Relator: Cons. Guilherme da Fonseca

(Consª. Fernanda Palma)

Acordam na 2ª Secção do Tribunal Constitucional:

  1. O Banco N...,SA deduziu junto do Tribunal Tributário de 1ª Instância de Lisboa (2º Juízo) impugnação judicial relativa à liquidação do IRS do ano de 1992, referente ao imposto devido por "juros decorridos" (juros de títulos transaccionados relativos a um período em que os títulos permanecem na posse de outrem). Na respectiva petição inicial, o impugnante não suscitou qualquer questão de constitucionalidade ou de legalidade normativa, questionando "a liquidação impugnada", por estar "ferida de ilegalidade".

    O Tribunal Tributário de 1ª Instância de Lisboa, por decisão de 19 de Maio de 1997, julgou a impugnação improcedente.

  2. O Banco N...,SA interpôs recurso da decisão de 19 de Maio de 1997 para o então Tribunal Tributário de 2ª Instância. Nas alegações, o recorrente afirmou, no texto, que o entendimento, segundo o qual "qualquer rendimento está sujeito às normas de incidência de IRS", é inconstitucional, "por violar o princípio (...) da tipicidade tributária" (artigo 106º, nº 2, da Constituição). Nas conclusões, sustentou que "as posições doutrinais que sustentam o recurso a uma interpretação extensiva da alínea c) do artigo 6º do Cód. do IRS" não são de aceitar, "uma vez que as mesmas, no caso em apreço, sempre colidiam com as garantias dos contribuintes decorrentes do princípio constitucional da tipicidade tributária".

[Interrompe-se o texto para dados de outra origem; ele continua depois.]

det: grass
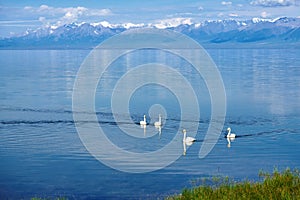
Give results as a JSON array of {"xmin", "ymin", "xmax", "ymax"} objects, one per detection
[{"xmin": 167, "ymin": 168, "xmax": 300, "ymax": 200}]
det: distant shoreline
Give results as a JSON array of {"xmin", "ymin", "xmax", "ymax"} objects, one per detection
[{"xmin": 0, "ymin": 41, "xmax": 300, "ymax": 50}]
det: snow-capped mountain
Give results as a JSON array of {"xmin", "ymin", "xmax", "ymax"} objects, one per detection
[{"xmin": 0, "ymin": 17, "xmax": 300, "ymax": 48}]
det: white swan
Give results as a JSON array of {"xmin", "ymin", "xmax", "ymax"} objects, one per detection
[
  {"xmin": 226, "ymin": 127, "xmax": 235, "ymax": 138},
  {"xmin": 182, "ymin": 129, "xmax": 196, "ymax": 146},
  {"xmin": 140, "ymin": 115, "xmax": 147, "ymax": 126},
  {"xmin": 154, "ymin": 114, "xmax": 161, "ymax": 127}
]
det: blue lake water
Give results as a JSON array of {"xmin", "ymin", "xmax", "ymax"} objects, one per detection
[{"xmin": 0, "ymin": 49, "xmax": 300, "ymax": 199}]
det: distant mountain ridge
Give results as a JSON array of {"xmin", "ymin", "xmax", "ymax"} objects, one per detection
[{"xmin": 0, "ymin": 17, "xmax": 300, "ymax": 49}]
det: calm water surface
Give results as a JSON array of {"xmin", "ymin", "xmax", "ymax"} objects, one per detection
[{"xmin": 0, "ymin": 49, "xmax": 300, "ymax": 199}]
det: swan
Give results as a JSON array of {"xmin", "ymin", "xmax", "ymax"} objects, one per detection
[
  {"xmin": 182, "ymin": 129, "xmax": 196, "ymax": 146},
  {"xmin": 226, "ymin": 127, "xmax": 235, "ymax": 138},
  {"xmin": 140, "ymin": 115, "xmax": 147, "ymax": 126},
  {"xmin": 154, "ymin": 114, "xmax": 161, "ymax": 127}
]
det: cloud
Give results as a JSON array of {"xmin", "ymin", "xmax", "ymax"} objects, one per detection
[
  {"xmin": 198, "ymin": 6, "xmax": 204, "ymax": 11},
  {"xmin": 260, "ymin": 11, "xmax": 270, "ymax": 18},
  {"xmin": 229, "ymin": 13, "xmax": 239, "ymax": 17},
  {"xmin": 23, "ymin": 5, "xmax": 112, "ymax": 26},
  {"xmin": 250, "ymin": 0, "xmax": 299, "ymax": 7},
  {"xmin": 221, "ymin": 1, "xmax": 232, "ymax": 6}
]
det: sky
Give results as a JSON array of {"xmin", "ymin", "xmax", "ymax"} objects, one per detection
[{"xmin": 0, "ymin": 0, "xmax": 300, "ymax": 37}]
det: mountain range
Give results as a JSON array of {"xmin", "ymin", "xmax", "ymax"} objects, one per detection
[{"xmin": 0, "ymin": 17, "xmax": 300, "ymax": 49}]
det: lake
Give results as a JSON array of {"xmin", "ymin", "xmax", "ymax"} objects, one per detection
[{"xmin": 0, "ymin": 48, "xmax": 300, "ymax": 199}]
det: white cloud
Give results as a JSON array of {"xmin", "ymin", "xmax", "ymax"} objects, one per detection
[
  {"xmin": 221, "ymin": 1, "xmax": 232, "ymax": 6},
  {"xmin": 198, "ymin": 6, "xmax": 204, "ymax": 11},
  {"xmin": 229, "ymin": 13, "xmax": 239, "ymax": 17},
  {"xmin": 260, "ymin": 11, "xmax": 270, "ymax": 18},
  {"xmin": 250, "ymin": 0, "xmax": 299, "ymax": 7},
  {"xmin": 24, "ymin": 5, "xmax": 112, "ymax": 26}
]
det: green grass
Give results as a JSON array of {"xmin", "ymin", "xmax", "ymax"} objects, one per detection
[{"xmin": 167, "ymin": 169, "xmax": 300, "ymax": 200}]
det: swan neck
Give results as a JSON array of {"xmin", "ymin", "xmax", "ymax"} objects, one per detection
[{"xmin": 227, "ymin": 129, "xmax": 231, "ymax": 135}]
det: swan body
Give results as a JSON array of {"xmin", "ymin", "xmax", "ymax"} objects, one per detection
[
  {"xmin": 226, "ymin": 127, "xmax": 235, "ymax": 138},
  {"xmin": 140, "ymin": 115, "xmax": 147, "ymax": 126},
  {"xmin": 182, "ymin": 129, "xmax": 196, "ymax": 146},
  {"xmin": 154, "ymin": 114, "xmax": 161, "ymax": 127}
]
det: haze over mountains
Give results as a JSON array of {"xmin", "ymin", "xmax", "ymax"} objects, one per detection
[{"xmin": 0, "ymin": 17, "xmax": 300, "ymax": 49}]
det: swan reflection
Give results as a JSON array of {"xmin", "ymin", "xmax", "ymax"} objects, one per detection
[
  {"xmin": 227, "ymin": 138, "xmax": 235, "ymax": 148},
  {"xmin": 154, "ymin": 125, "xmax": 161, "ymax": 139},
  {"xmin": 141, "ymin": 124, "xmax": 146, "ymax": 136},
  {"xmin": 182, "ymin": 129, "xmax": 196, "ymax": 156}
]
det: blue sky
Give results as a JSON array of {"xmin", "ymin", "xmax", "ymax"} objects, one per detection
[{"xmin": 0, "ymin": 0, "xmax": 300, "ymax": 37}]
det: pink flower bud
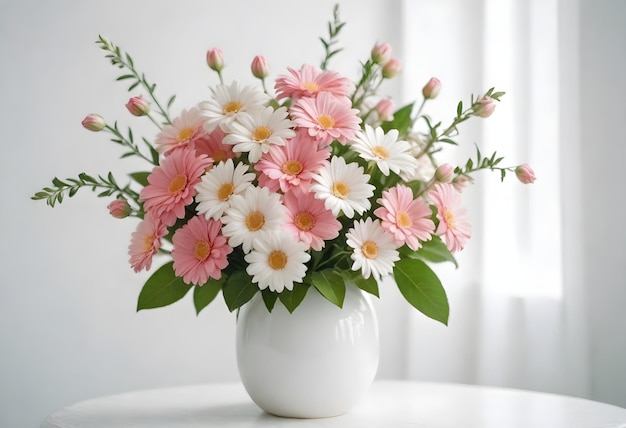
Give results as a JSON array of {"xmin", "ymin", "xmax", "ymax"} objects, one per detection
[
  {"xmin": 376, "ymin": 98, "xmax": 395, "ymax": 122},
  {"xmin": 452, "ymin": 175, "xmax": 471, "ymax": 192},
  {"xmin": 372, "ymin": 43, "xmax": 391, "ymax": 65},
  {"xmin": 81, "ymin": 113, "xmax": 106, "ymax": 132},
  {"xmin": 107, "ymin": 198, "xmax": 130, "ymax": 218},
  {"xmin": 435, "ymin": 163, "xmax": 454, "ymax": 183},
  {"xmin": 515, "ymin": 164, "xmax": 537, "ymax": 184},
  {"xmin": 126, "ymin": 95, "xmax": 150, "ymax": 116},
  {"xmin": 422, "ymin": 77, "xmax": 441, "ymax": 99},
  {"xmin": 473, "ymin": 97, "xmax": 496, "ymax": 117},
  {"xmin": 206, "ymin": 48, "xmax": 224, "ymax": 73},
  {"xmin": 383, "ymin": 58, "xmax": 402, "ymax": 79},
  {"xmin": 250, "ymin": 55, "xmax": 270, "ymax": 79}
]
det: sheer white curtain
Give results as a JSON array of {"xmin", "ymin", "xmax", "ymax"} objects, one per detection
[{"xmin": 390, "ymin": 0, "xmax": 590, "ymax": 402}]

    O Tribunal Central Administrativo, por acórdão de 24 de Março de 1998, declarou-se incompetente em razão da hierarquia.

    Os autos foram entretanto remetidos ao Supremo Tribunal Administrativo (4ª Secção - Contencioso Tributário) que, por acórdão de 25 de Novembro de 1998, negou provimento ao recurso, confirmando a decisão recorrida. Para tanto, fez aplicação expressa do artigo 6º, nº 1, alínea c), do Código, relativo ao imposto sobre rendimento das pessoas singulares, na redacção do Decreto-Lei nº 263/92, de 24 de Novembro, considerando ainda que "o mais importante foi a introdução do nº 3 a esse artº 6º do CIRS".

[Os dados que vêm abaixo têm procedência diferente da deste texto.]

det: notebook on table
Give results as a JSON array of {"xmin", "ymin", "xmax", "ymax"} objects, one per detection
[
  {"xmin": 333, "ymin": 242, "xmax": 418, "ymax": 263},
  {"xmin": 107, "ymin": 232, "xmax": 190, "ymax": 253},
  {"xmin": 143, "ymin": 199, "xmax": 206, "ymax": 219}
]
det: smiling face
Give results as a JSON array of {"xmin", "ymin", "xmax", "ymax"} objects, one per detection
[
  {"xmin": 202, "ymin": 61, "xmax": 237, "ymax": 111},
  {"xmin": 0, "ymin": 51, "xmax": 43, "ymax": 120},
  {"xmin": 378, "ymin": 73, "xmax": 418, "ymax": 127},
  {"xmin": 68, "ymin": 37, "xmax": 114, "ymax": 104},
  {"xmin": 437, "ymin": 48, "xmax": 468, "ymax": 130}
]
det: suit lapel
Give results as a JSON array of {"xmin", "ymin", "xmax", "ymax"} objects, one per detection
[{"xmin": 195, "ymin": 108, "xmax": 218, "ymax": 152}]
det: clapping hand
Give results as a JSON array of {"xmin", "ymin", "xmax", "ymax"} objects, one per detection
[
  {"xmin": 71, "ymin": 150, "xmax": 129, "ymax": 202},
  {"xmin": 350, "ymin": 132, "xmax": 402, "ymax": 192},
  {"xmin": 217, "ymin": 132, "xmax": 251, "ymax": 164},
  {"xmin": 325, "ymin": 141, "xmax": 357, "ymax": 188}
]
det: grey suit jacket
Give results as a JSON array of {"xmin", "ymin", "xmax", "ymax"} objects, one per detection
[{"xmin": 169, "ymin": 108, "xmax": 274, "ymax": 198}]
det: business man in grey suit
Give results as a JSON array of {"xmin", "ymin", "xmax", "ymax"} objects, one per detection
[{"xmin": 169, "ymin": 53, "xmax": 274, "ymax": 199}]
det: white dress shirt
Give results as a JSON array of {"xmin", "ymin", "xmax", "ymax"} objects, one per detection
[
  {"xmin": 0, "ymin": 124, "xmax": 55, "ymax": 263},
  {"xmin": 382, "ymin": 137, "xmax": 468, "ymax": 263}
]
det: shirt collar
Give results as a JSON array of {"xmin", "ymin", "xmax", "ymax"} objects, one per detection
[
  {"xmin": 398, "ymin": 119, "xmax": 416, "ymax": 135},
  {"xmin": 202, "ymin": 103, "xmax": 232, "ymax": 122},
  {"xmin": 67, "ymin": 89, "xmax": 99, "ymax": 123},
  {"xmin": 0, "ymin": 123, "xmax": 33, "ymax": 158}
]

  3. O Banco N....,SA interpôs recurso para o Tribunal Constitucional do acórdão de 25 de Novembro de 1998, ao abrigo do disposto no artigo 70º, nº 1, alíneas b) e f), da Lei do Tribunal Constitucional, afirmando a inconstitucionalidade da interpretação autêntica do artigo 6º, nº 1, alínea c), do Código do Imposto sobre o Rendimento das Pessoas Singulares, doravante Código do IRS, realizada pelo artigo 1º do Decreto-Lei nº 263/92, de 24 de Novembro, bem como a ilegalidade da interpretação administrativa do disposto nos artigos 9º e 10º, do Decreto-Lei nº 215/89, de 1 de Junho, e no artigo 75º do Código do IRS, efectuada pelas Circulares nºs 16/89 e 17/90, de 9 de Novembro e de 27 de Maio, respectivamente.

  4. Junto do Tribunal Constitucional o Banco recorrente apresentou alegações que concluiu do seguinte modo:

    "A. Os "juros decorridos" não só não constituem um rendimento de capital, em virtude de não provirem da aplicação de um activo, como não se integravam na previsão da norma que tributava tais tipos de rendimentos, dado que o legislador, contrariamente à intenção evidenciada, apenas adoptou uma determinada concepção de rendimento acréscimo.

    1. Tais operações que, segundo o entendimento da Administração Fiscal, originavam uma situação de evasão fiscal lícita, apenas passaram a ser tributadas com a publicação do Decreto-Lei nº 263/92, de 24 de Novembro.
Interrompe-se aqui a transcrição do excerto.